First, though, a description of the current system, and why it doesn’t work. The NHS, I believe, is unique in that it is a state-run system that both pays for and also, critically, provides healthcare services. Most other Western nations that provide some form of healthcare for their citizens just pay for it – they don’t provide it. Historically, the NHS was put together just after the second world war, in 1948. Prior to this, healthcare in the UK was privately provided. There is some dispute over how comprehensive and effective this all was, and it tends to be overplayed and highlighted by champions of the NHS on the left that anyone poor couldn’t get healthcare and was left to die, on the street, of some terrible, but easily cured affliction. People like me point to the large amounts of charity, the fact that consultants often gave their time for free to those who couldn’t afford it, the building of hospitals purely to provide free healthcare to those who couldn’t afford it (like the Royal Free), and so on. As with all political statistickery, the truth is probably somewhere in between. It is probably fair to say that provision was patchy, and that quality varied. That said, you could make the same statement today. Provision is now rationed, rather than patchy, but if you’ve got 3 months to live and you’re at the end of a 6 month waiting list, the difference is almost completely academic.
The founding principles of the NHS were that it should be:
i) free at the point of delivery,
ii) funded from general taxation,
iii) available to all, regardless of status (including visitors to the country, incidentally).
and these principles have largely held, although charges were introduced for prescriptions and glasses in the 50’s, the dental service has been de facto privatised, and the provision of optician’s services has been actually privatised, over time. The third principle has also been watered down slightly, and now you have to be a citizen to qualify for free healthcare, or your country of origin has to have a reciprocal agreement with the UK for tourists.
So, what’s wrong with all this? It all sounds great, doesn’t it? Healthcare is free, available to all, and paid for by everyone in society. It’s a kind of social insurance policy. Wonderful. Except that it doesn’t really work that well. Like all things that are ‘free’, healthcare in the UK is heavily in demand, which means that the only sensible thing the provider with a fixed budget can do is to limit supply by rationing.

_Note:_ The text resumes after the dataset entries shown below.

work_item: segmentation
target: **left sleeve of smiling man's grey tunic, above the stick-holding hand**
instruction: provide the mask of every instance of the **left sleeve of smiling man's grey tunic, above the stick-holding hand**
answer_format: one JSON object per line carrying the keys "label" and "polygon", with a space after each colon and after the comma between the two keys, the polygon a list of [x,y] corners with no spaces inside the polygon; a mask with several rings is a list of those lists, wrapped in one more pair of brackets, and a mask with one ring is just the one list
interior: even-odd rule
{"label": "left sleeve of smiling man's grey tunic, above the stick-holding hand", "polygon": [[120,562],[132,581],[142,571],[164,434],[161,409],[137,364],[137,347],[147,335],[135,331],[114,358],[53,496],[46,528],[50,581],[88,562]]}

This is achieved in all kinds of ways, but none of them are good for patients – restriction procedures by waiting list, restricting funding for certain procedures, restricting funding for expensive drugs, etc. I don’t particularly want to go through a list of measures for the overall quality of the NHS and give it a good kicking in the post, but feel free to raise them in the comments, and we’ll have a knockabout debate about it. It also isn’t good for the staff who work within it, although this is partly an argument against the strength of the unions in a monopoly provider. Broadly, compensation bears very little relation to actual performance, so there is little incentive to excel beyond that oft-quoted, and rapidly disappearing, phenomenon of public-sector pride and professionalism.
Bizarrely, and somewhat irritatingly to someone of my political persuasion, I think New Labour are making some decent steps on the long road of reform. Introducing, or rather, expanding, the purchasing of healthcare from the private sector, is necessary to introduce competition, to shake up established bureaucracy, and to make the political climate favourable to independent provision. I’m amazed that it is a Labour government who are doing it, but I guess only Nixon could go to China, and only Tony could start to seriously dismantle the NHS. Let’s face it – we can’t afford to pay for universal healthcare for all. We’re all living longer, getting sicker, and getting more demanding in terms of our lifestyles. We have got to the point where Viagra, IVF, and even cosmetic surgery are available on the NHS. This is, frankly, ridiculous.
Where I would like to get to is a system where the state pays for a minimal safety net level of healthcare, which is completely provided by the private sector. The rest should be covered either by direct payment, or by health insurance, but universal safety net coverage would be available to all from general taxation. I think this retains the best intentions of the founding principles of the NHS, while acknowledging the failings of a centralised, bureaucratised system that will run out of funding at some point in the near, but not-so-near, future.
Over to you, commenters – let’s flesh out a healthcare policy. Why, where and how am I wrong?